Honey meets Pecorino Cheese: The Sardinian Sebadas

Set in the middle of the western Mediterranean sea, Sardinia is an unspoiled Island with a very ancient gastronomic tradition. From very early on, this beautiful land has been ruled by explorers from many European countries such as Greece, France, and Spain. Over the centuries, all its settlers have given their own contribution to diversify and enrich Sardinian food culture.

As in most Mediterranean regions, Sardinian cuisine is characterized by old wisdom with humble yet rich ingredients that has not changed over time and is still handed down from mother to daughter. The inhabitants of this region have maybe the longest life expectancy than anywhere else in the world: such longevity may be due to the island’s very healthy lifestyle. Sardinia is an earthly paradise for people who love fresh, in-season ingredients from the Mediterranean area. Though Sardinia's coastline stretches for 1800 kilometres, Sardinians are a people of inland shepherds and farmers. Sardinian cooking habits show its people's sobriety: luckily, Sardinian dishes have not been overwhelmed by industrialisation. The cuisine of the island revolves mainly around a handful of very simple ingredients which are still made with artisan methods: pasta, bread, olive oil, wine, sweets, and, especially, cheese. Indeed, nothing represents Sardinian gastronomic culture better than Pecorino, the sheeps cheese which is the symbol of Sardinia in the world. The region has been inextricably associated with sheep farming since the first people appeared there. The Nuraghe cilivisation was ruled by the king shepherd, an equal among equals, in a society in which private property of the land did not exist.

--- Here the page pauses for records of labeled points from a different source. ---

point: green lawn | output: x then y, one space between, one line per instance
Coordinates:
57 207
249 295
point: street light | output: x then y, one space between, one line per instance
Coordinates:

Pecorino is a versatile cheese that can be tasted in many different dishes: it can be roasted and consumed in its crunchiness, employed in soups, stews, and small ravioli, used for grating on first courses. or employed as a delicious ingredient for the preparation of famous traditional sweets.
Eggs, sugar, honey, ground almonds, flour and a touch of orange flowers and saffron are the main ingredients of more than a hundred diverse types of Sardianian desserts. There certainly is a cake for every palate in Sardian repertoire. Pardulas are little pastry cakes of sweetened farmer's cheese. Bianchittus are crisp white meringues. Pistoccheddus are prepared with flour, eggs and sugar, the latter with the addition of raisins.

One of the best-known and most appreciated desserts from Sardinia is Sebadas, a traditional fritter which pairs the sweetness of the honey with the saltiness of the Pecorino cheese, making for an intense peculiar flavour. The paste is made of flour, lard and salt, filled with fresh creamy sheep or goat cheese, semolina, orange zest and grated lemon-rind. Sebadas are traditionally served hot, poured with honey or sugar. The cooking process consists of mixing together the ingredients into the dough mass. The dough is then rolled out and cut into round disks. Each dough disk is then filled with filling mass (made of cheese, sugar, lemon rind, salt, olive oil and some flour) and covered with another disk. These sweets are then deep fried in in a generous amount of extra-virgin olive oil until both sides are golden brown in colour, then any excess oil is drained off from the fritter, and Sebadas are sweetened with honey.

There are various versions of this recipe but we can distinguish two main kinds: one with cooked cheese and one with row cheese. Some recipes recommend putting the orange zest in the cheese mixture rather than on top of the fried pastry. Some don't add any sugar to the cheese mixture, and others do. Still others call for more mozzarella than ricotta, while others recommend more ricotta. Anyway, whichever recipe one follows, Sebadas make for an excellent sweet.

Sebadas originally were simple dishes of rural origin whose roots are buried deep in the ancient rustic tradition. As a cheese-based product the Sebada is typically associated with the countryside. While in the past Sardinian cheese pastry was eaten as main course, especially by the shepherds, nowadays a new interpretation has been given to this delicacy which is presently served as a dessert.

Sebadas originated from central and north-western Sardinia, two areas which are traditionally linked to sheep farming. In fact, they are a typical dish of sheepherding communities. They were made during the main religious festivals, when the farmers used to return home with their sheep after the long period spent out in the Sardinian pastures. They prepared fresh Pecorino cheese and when it had reached a suitable level of acidity, after about two days, it was employed for Sebadas.

Today, this popular delicacy is now served any time of the year. It is produced all over the island but is not easy to find inland. Sebadas are particularly tasty with certain Sardinian wines, red and white alike: Cannonau (red), Vermentino, Torbato, Semidano (white), and Campidano di Terralba (red and white).